Arizona State players came out of the locker room to a near empty stadium, except for a pocket of gold-clad Sun Devils fans in the stands on the northwest side, eager to see the prize.
The Territorial Cup.
ASU posed with it, pretended to take drinks out of it, kissed it and figuratively clutched the damn thing to its soul after Arizona had two hands on the trophy and decided to let it go in a series of lamentable errors in strategy and ability that will be long-remembered, with different reactions, on both sides of the rivalry.
Arizona State won 41-40, scoring 20 fourth-quarter points. The Wildcats in the fourth quarter had two turnovers, one missed field goal in the final seconds and no points at all.
It was, for the Sun Devils, an epic victory that harkened to the epic games and finishes of the 1980s and 1990s, when Arizona won more than its fair share with a parade of heroes -- Tunnicliffe, Zendejas, Cecil, DeBow, White, Dice, Canidate.

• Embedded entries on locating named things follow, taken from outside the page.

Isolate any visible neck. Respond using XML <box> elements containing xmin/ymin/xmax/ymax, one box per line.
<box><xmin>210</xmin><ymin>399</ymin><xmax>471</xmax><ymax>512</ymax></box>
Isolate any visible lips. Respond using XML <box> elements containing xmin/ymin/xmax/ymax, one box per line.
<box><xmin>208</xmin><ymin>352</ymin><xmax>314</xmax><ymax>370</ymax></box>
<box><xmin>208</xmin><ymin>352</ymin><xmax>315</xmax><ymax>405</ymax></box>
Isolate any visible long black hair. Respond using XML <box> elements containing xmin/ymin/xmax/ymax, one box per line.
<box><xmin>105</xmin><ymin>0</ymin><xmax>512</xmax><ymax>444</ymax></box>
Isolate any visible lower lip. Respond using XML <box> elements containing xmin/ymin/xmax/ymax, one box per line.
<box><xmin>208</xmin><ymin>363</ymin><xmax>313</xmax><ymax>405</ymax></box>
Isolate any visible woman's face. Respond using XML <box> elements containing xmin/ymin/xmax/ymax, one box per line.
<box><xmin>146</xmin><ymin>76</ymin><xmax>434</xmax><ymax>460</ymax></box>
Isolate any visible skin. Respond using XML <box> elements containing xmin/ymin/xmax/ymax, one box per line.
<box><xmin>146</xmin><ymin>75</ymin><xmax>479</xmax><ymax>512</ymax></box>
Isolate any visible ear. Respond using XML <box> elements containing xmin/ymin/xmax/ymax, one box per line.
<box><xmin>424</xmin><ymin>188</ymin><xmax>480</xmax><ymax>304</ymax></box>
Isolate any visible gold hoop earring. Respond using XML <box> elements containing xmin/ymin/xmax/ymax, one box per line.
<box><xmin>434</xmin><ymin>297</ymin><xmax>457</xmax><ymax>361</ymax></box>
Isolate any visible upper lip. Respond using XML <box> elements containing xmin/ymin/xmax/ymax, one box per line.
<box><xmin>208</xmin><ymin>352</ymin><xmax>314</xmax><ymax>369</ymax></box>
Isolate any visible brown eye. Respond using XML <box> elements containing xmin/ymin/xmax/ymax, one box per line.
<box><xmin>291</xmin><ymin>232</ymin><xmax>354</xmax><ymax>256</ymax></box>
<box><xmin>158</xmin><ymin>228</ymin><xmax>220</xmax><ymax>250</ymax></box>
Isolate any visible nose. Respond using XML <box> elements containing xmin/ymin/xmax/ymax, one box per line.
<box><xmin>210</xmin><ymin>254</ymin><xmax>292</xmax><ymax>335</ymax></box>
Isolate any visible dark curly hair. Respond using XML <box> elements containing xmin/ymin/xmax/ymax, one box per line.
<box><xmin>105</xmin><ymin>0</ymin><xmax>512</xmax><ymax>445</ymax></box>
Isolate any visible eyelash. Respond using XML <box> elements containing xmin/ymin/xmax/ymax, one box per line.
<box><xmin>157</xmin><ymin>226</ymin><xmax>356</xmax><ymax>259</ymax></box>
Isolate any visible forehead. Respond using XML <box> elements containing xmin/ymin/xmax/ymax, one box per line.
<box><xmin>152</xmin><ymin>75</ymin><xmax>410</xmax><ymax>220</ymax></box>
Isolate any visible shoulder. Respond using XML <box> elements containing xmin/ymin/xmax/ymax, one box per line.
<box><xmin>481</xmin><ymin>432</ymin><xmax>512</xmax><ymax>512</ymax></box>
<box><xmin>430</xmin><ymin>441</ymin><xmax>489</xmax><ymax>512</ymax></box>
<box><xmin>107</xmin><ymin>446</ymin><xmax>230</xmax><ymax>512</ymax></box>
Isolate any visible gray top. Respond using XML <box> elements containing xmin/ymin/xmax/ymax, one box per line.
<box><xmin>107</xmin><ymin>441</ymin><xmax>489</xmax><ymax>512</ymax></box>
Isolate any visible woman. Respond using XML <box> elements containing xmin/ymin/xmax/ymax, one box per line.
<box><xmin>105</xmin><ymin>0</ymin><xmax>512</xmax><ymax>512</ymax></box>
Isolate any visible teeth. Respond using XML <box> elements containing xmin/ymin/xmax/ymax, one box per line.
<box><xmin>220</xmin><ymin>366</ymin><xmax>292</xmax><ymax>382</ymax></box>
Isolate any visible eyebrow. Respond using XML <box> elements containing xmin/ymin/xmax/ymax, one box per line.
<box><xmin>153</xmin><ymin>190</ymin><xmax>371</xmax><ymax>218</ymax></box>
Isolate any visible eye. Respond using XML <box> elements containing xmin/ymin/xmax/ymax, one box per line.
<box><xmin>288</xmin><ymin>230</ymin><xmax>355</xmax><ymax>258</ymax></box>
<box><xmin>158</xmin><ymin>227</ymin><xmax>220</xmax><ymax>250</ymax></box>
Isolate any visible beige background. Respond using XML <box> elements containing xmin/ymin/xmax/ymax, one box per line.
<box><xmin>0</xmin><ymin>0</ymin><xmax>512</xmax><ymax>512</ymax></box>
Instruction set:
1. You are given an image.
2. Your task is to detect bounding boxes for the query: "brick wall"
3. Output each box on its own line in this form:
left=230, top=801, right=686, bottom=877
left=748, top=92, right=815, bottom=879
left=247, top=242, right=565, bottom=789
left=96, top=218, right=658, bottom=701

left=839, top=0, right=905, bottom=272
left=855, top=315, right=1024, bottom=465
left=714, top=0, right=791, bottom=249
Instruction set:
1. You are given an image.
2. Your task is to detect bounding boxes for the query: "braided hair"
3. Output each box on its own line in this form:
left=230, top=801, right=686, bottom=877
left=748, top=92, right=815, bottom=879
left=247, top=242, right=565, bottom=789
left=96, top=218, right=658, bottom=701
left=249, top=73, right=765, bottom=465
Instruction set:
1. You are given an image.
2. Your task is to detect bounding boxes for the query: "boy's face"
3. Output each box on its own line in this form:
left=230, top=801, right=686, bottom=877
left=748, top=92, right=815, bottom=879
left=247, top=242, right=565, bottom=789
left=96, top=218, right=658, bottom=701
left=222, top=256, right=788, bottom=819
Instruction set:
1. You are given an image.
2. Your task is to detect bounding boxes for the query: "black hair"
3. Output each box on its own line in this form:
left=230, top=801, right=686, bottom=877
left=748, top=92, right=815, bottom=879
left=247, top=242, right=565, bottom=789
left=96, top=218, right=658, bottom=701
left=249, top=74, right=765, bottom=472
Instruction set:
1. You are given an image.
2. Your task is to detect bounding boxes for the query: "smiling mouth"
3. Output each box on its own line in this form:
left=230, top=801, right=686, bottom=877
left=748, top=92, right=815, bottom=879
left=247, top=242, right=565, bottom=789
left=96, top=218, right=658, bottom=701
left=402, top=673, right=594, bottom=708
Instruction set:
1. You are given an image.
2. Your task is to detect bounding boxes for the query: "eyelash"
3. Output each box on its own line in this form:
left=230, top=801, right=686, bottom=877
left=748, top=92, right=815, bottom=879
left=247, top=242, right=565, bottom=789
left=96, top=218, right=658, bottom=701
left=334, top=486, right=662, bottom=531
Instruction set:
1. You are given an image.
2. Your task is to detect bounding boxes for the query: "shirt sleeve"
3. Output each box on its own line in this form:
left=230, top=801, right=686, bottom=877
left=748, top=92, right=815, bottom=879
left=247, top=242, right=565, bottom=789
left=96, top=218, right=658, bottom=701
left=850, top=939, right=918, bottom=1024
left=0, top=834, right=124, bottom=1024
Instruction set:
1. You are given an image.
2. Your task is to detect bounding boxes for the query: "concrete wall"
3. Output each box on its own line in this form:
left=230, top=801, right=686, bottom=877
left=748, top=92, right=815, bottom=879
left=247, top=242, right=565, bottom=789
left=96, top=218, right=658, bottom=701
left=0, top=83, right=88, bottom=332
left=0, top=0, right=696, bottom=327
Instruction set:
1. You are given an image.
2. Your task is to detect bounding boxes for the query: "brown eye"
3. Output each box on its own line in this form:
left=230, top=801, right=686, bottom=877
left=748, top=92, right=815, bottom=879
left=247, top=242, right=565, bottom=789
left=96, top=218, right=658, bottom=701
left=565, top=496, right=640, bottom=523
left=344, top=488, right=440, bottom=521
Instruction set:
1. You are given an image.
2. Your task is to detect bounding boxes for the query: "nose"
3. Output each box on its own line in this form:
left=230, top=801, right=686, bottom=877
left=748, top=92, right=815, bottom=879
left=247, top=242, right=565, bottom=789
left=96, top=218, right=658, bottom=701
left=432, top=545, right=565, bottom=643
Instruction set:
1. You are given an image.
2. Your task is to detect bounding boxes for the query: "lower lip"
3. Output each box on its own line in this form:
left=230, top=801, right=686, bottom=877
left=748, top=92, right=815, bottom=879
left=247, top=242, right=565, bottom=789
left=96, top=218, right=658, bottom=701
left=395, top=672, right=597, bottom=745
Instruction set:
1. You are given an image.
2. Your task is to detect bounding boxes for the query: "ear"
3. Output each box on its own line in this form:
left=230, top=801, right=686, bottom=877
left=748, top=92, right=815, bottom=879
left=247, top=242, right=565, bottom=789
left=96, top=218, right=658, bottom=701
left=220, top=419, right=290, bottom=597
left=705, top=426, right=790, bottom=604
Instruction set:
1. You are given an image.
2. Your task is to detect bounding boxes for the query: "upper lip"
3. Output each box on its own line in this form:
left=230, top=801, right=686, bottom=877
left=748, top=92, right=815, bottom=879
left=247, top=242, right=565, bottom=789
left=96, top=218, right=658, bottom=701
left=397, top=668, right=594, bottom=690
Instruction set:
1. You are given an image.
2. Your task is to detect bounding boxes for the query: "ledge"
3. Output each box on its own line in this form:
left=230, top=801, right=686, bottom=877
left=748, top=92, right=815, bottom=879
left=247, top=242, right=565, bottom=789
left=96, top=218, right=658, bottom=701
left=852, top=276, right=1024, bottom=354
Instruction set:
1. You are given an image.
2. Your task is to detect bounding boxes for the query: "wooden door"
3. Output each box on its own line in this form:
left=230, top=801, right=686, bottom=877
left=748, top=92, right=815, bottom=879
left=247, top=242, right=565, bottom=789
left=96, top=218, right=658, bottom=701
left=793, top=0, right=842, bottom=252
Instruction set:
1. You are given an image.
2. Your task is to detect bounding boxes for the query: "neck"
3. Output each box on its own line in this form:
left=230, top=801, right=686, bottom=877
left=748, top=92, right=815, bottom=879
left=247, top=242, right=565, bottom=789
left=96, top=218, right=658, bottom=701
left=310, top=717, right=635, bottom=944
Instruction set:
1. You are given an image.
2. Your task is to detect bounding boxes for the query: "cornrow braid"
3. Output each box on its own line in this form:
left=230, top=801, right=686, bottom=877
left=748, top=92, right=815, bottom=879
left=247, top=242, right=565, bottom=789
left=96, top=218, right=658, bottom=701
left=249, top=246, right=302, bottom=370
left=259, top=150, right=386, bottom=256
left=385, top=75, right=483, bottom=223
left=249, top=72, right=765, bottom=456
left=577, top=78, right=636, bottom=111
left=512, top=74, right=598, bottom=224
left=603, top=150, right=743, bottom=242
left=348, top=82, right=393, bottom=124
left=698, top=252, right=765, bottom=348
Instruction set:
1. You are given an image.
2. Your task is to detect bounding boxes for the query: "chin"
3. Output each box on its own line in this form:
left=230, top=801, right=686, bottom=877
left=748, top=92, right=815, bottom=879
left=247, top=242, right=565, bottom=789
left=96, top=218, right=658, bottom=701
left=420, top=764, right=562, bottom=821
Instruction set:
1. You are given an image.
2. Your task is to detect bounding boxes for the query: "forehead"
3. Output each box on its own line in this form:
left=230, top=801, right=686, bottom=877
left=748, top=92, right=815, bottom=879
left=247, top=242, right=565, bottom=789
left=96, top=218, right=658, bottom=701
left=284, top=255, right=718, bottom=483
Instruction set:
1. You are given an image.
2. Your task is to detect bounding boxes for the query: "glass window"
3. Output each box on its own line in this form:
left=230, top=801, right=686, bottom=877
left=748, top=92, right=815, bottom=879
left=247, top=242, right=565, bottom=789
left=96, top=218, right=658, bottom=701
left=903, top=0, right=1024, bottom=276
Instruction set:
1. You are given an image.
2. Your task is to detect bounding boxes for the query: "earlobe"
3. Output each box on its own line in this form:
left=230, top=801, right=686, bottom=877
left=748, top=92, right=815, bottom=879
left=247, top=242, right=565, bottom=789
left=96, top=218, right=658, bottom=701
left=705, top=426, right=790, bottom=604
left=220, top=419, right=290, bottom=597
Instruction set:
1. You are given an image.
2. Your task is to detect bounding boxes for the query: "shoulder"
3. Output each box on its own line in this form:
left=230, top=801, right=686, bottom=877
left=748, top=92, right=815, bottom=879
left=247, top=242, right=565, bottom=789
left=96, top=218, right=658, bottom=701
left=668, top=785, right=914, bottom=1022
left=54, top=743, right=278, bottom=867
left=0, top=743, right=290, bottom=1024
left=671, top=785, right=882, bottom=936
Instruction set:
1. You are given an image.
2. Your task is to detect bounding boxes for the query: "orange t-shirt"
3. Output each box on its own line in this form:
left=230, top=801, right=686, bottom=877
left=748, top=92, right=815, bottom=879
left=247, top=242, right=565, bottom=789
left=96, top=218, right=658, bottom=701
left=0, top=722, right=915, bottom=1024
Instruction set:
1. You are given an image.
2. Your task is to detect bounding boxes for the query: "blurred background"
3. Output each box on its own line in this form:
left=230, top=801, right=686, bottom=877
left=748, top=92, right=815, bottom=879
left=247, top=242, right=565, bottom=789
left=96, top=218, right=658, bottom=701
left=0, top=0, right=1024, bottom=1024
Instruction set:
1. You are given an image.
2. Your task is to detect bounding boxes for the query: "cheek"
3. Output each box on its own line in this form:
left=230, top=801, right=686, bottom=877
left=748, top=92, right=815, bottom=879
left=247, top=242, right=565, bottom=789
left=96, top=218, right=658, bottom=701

It was, for the Wildcats, a crushing loss to end coach Kevin Sumlin's first season at 5-7. There will be no bowl. There will be no offseason goodwill. There will be no preseason Heisman talk. There will just be the lingering memories of what happened at Arizona Stadium on Saturday night.
There were the early red-zone failures, with Arizona having to kick field goals of 29, 23 and 36 yards.
There were the two ASU fumbles in its territory that Arizona players got their hands on and didn't recover.
There was Sumlin going for a two-point conversion with 4:25 to go in the second quarter, up 19-7.
There was Sumlin going for two again with 7:51 to go in the third quarter, up 33-21.
Think those two PATs might have meant something?
"Basically, we got off number early based on some statistical data that we use and we tried to get back on an even number," Sumlin said. "It's really based on that, the statistical data."
(Free advice for Arizona's offensive analysts: Do not chase points before the fourth quarter. This is not hard.)
I mean, the Cats were up 22-14 at halftime when they had played well enough to be up at least 35-14 ... and then maybe the nonsense that followed wouldn't haven't mattered.
With 13:03 left and Arizona up 40-24, Arizona began to try to run out the clock. JJ Taylor carried on six consecutive plays before a punt.
ASU scored a TD. Khalil Tate threw an interception. ASU kicked a field goal. Taylor fumbled. ASU scored a TD.
Josh Pollack missed a 45-yard field goal, wide right, with 11 seconds to go.
"The biggest issue to me was the two turnovers," Sumlin said. "Two turnovers on your side of the 50. Those two turnovers at the end of the game on our side of the 50 cost us more than anything. From a strategy standpoint, you're not planning on turning it over twice on your side of the 50."
Tate, not to his credit, did not answer a question about what he saw on the pass that was intercepted. He skipped commenting on a question on whether he would be back at Arizona in 2019 after a mostly disappointing junior season. Looking for a leader who will stand up and take the heat after a tough loss? That wasn't Tate this season.
Arizona seemed to have this game won a thousand different ways ... and still lost.
The coaching staff accelerated when they should have gone the speed limit (the two-point conversions) and hit the brakes when they should have accelerated (trying to bleed the clock).
And so the happy ending goes to ASU and its first-year head coach Herm Edwards, whose team improved to 7-5 overall and finished second in the Pac-12 South at 5-4. Arizona was 5-7 and 4-5 in a season in which it had the advantage of missing Washington and Stanford in the conference season.
Arizona had a big window of opportunity this season and that window came crashing down on the Wildcats' fingers just as it looked as if they would crawl through and get to a bowl, any dang bowl.
Instead, it's as one Arizona football alum told me after the game, "a disaster."
Sounds about right.
The Wildcats will be hearing echoes of "ASU ... ASU" in a long offseason.